No one said anything for a moment. Lorna watched as Wade’s anger colored his face and ears bright red. She rested her hand gently on his knee, but Wade pulled away.
“How could you?” he said to his daughter through clenched teeth. “How could you be so irresponsible? We raised you better than this!”
“I know,” Claudia said. “I know this is not what you wanted for my life, but I’m not going to apologize for it. God’s plans were not the same as ours.”
“Do not,” Lorna said coldly, “even attempt to talk to us about God’s plans. This was not His plan. He planned for marriage to come before physical pleasures. You are the one who perverted that plan.”
“I may have made a bad choice,” Claudia said. Lorna cringed as she watched her daughter rub the small bump in her midsection. “But this child is anything but a perversion.”
“A bad choice?” Lorna had shouted. “This was more than just a bad choice, Claudia. This is the worst mistake you could possibly make.”
“My baby,” Claudia said as calmly as she could, “is only as much of a mistake as you are.”
“How dare you!” Lorna’s anger got the better of her and she did something she had never done before. She slapped Claudia across the face.
Claudia, stunned, put a hand to her cheek. Tears filled her eyes. She opened her mouth to speak, but no words came out. Instead she picked up her jacket and her purse and ran from the house.
It was the last time she had been in the same room with her parents, let alone in their home.
Lorna felt a hand on her shoulder and jumped. She looked up to see her student teacher, Miss Keller, standing beside her.
“I didn’t mean to startle you, Mrs. Davis,” the younger woman said. “But the bell just rang for lunch.”
“Oh, right,” Lorna said in a daze. “I guess I didn’t hear it.”
“Are you OK?” Miss Keller asked. “Can I get you a glass of water or anything?”

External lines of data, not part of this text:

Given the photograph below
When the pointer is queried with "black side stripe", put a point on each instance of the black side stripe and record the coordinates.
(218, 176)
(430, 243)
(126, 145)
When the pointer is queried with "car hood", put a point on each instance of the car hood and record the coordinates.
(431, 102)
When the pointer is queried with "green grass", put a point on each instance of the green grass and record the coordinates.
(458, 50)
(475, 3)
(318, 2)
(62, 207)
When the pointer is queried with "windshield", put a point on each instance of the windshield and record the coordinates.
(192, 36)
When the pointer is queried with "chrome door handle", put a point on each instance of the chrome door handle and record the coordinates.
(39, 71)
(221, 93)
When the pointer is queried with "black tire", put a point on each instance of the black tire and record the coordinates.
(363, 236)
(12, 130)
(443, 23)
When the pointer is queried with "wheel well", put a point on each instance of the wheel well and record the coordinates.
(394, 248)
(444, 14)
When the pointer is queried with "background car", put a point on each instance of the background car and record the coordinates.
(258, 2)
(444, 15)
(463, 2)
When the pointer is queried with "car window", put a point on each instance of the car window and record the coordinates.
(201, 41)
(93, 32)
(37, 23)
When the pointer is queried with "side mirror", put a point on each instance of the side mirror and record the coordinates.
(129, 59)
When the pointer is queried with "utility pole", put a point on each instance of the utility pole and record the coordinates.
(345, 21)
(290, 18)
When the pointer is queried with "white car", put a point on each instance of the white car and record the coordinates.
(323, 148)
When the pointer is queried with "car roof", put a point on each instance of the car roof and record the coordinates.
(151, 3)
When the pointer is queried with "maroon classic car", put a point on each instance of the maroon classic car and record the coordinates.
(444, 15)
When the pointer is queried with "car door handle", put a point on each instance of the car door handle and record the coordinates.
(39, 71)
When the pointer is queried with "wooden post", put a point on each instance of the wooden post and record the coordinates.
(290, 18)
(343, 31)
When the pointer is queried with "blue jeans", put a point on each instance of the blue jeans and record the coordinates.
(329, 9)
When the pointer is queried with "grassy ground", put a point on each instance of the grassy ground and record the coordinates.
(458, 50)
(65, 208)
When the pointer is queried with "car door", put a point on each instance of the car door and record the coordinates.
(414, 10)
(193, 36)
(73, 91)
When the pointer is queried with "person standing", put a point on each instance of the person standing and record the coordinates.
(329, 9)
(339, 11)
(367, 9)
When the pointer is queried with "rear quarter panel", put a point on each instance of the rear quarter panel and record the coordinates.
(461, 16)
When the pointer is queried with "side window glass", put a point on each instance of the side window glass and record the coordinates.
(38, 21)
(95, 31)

“I’m fine,” Lorna snapped. “I just lost track of time.” Miss Keller jumped at the tone, her face almost an exact replica of Claudia’s after Lorna had slapped her. She sighed. “Sorry,” she said a little more gently. “It is just been a long day. Really, I will be OK.”
“If you are sure,” Miss Keller said slowly. Lorna nodded, and the young woman picked up her things. “I’m meeting a friend for lunch. I guess I’ll just see you in an hour or so.”
Lorna watched the girl walk out of the room. As soon as she was gone, Lorna was at the door, locking it. Then she leaned against it, slid to the floor, and let her tears fall.